Old dog, new tricks (Stayin’ Alive)

By Anita Garner

My broadcast buddy, Dave Williams, and I decided to write a book together about what life is like for former rock and roll disc jockeys who are now more mature in years, if not behavior.  We’re grandparents now.  We’re both still working, and everything about the way we work has changed. We haven’t written the book, but we talk about it a lot, which is almost the same thing.

We’re on opposite ends of the Boomer curve.  I’m the older one.  He’s the former high school student who stood outside the window at the radio station where I played rock and roll music (KROY, Sacramento, CA) where fans lined up before heading off to join the local cruise, with their car radios turned up loud. Somebody ushered Dave in to say hello and it wasn’t long after I left that Dave took up that same chair alongside those same turntables (yes, turntables) at the station.  We became friends back then and we’re still friends, decades later.

A career spent talking into microphones is nomadic.  When we began, we had to be in the same physical location as our audience.  We moved home and hearth and families to the next town (“markets” in broadcast-speak) with the goal being to eventually occupy a chair in front of a microphone in one of the major markets.  Both of us accomplished that.

It would be impossible to overstate how drastically technology changed our industry.  Those of us who worked in radio, television and print, ran fast just to keep up.  In order to survive on the air, we had to learn new skills overnight, and we’re still adjusting.

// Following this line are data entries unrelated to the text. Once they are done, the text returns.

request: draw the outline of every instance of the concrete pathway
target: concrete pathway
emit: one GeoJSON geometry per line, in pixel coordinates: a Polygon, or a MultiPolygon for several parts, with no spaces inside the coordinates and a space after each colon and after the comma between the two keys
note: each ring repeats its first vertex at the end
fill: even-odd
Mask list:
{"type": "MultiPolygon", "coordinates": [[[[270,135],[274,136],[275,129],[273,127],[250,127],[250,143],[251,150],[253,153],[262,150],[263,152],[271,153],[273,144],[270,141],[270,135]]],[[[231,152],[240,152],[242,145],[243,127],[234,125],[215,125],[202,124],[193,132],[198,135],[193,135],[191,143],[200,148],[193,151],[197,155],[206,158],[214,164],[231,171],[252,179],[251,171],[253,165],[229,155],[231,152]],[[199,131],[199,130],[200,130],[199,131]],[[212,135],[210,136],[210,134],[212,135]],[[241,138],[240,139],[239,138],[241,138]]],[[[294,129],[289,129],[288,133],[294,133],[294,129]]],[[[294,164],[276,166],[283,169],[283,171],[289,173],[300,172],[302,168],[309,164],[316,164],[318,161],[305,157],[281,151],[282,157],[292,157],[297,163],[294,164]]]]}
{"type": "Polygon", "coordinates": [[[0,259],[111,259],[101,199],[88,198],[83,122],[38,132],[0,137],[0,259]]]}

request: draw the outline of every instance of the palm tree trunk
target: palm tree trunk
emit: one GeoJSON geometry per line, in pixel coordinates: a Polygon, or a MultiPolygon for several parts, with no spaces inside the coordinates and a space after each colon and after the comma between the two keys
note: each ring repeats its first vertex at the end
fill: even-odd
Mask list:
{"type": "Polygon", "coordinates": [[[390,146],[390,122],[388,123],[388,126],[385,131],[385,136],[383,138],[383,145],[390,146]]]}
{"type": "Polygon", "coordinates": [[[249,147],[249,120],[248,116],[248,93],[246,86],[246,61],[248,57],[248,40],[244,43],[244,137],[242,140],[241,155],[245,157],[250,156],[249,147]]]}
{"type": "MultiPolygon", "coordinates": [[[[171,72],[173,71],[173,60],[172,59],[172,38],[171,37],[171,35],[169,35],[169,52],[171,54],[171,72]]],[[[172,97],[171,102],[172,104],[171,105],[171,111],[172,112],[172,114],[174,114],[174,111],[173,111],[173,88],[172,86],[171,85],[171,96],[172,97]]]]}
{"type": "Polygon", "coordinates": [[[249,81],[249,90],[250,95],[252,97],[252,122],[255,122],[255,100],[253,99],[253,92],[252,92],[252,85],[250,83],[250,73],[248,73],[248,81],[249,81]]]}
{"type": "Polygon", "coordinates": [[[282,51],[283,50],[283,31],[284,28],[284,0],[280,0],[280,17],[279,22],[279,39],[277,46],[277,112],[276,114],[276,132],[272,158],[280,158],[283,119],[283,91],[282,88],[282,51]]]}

When we began, we launched our records from a slip-cue position (you can see the slip-cue technique demonstrated online) with one hand holding the record while the other hand twirled knobs or slid controls up and down to regulate our microphones, our music, and our commercials (spots) which ran in a separate cartridge machine and often got stuck or completely failed, requiring a new plan.

Both hands were engaged, along with head, voice, and yes, heart, all required to fast-pedal in order to sound either upbeat and party-ready or mellow, depending on the station’s music.  In larger markets, we sometimes had engineers who did the twirling and regulating, but much of our time on the air was spent with us doing all of it at once and never letting it show in our voices.

Technology altered all that, and moving from music into talk radio also required a different set of skills, but through it all, it’s been the “air personality” as we were called, who had the biggest, fastest adjustments to make, just to stay employed.

I don’t talk for a living anymore, but Dave still does (KLIF/ Dallas every morning.)  The studio in the picture above is where I learned to slip-cue a song before moving into a whole new world.  (Thanks Gary Avey, KHSL, Chico, CA.) The studio below in this “after” picture is similar to where Dave works now.

Today I write in Northern California, connected to my computer, and if I have something to say on the air, I don’t have to leave this room to do it. Dreams we never could have dreamed during the Age of Aquarius.